Counsel for defendant, after quoting the above authorities and commenting on the case of Jantzen v. Emanuel German Baptist Church, supra, analyzes the question propounded to which objection was sustained, and says:

"We submit that at least two propositions in this question removed it from the realm of calling for the simple 'primatry facts' in the case and were, First. The word 'notice,' Second. The phrase 'defects in the title.' Counsel contends that the word notice has a peculiar significance in law, that knowledge always is equivalent to notice. But in many cases the law holds a party to have had notice of a transaction who actually knows nothing whatever about it. The law speaks of actual notice,' 'implied notice,' 'constructive notice.' A set of facts which the courts of one state hold to be 'notice' to a party, the courts of a sister state hold to fall short of 'notice,' " etc.

The witness was asked to inform the court (the trial judge) as a matter of law that nothing existed or had transpired which amounted to "notice" without even giving the court and jury the facts which the witness had in mind. To permit the answer to such a question would deprive the jury of the right to consider the issuable facts in the case and would place the authority for instructing the jury upon the question of *99 notice in the hands of the plaintiff instead of the trial judge.

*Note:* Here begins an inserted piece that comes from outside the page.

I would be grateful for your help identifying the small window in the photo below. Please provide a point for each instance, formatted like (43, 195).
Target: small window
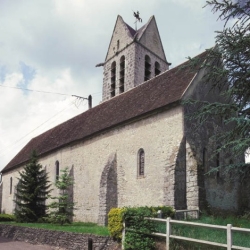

The answer of the defendant in ordinary concise language pleaded the facts which showed that the title of the payee, The Southwestern Manufacturing Company, to the note was bad. It apprised the plaintiff of the issue of fact he would have to meet on the trial of the case, but plaintiff did not introduce testimony either to deny that such defensive facts so pleaded existed, or to show that when plaintiff bought the note he did not have actual knowledge of the infirmity or defect, or knowledge of such facts that his action in taking the instrument amounted to bad faith. (Comp. Stat. 1921, sec. 7726). If plaintiff's right is measured by this rule, he could (and no doubt would) have told in his deposition what he knew or did not know, and what the facts and circumstances of his taking the note were. But, instead, he rests his case by merely asking the question above quoted, and upon that being excluded goes no further and appeals to this court. We are inclined to hold that when the court sustained the objection to this question, that the plaintiff should have pursued his inquiry further, and brought out the circumstances under which he bought the note. As above stated, there are several different kinds of notice known to the law, and it would have been very easy for the plaintiff to have been interrogated as to all the phases of notice, and let the court see whether he had such notice as would defeat his right of recovery as a holder in due course. It may be that it was technically an error to have sustained this objection, but the question for us to decide is whether it was such error as deprived the plaintiff of a substantial right. If it had cut the plaintiff off from making other proof showing that he did not have notice, the error would be reversible error. But where the field was left open for the plaintiff to pursue his inquiry along other lines, we do not think the sustaining of the objection to this question was reversible error, and the judgment of the trial court should, therefore, be affirmed.

By the Court: It is so ordered.

Note. — See under (1) 8 C. J. pp. 982, 983.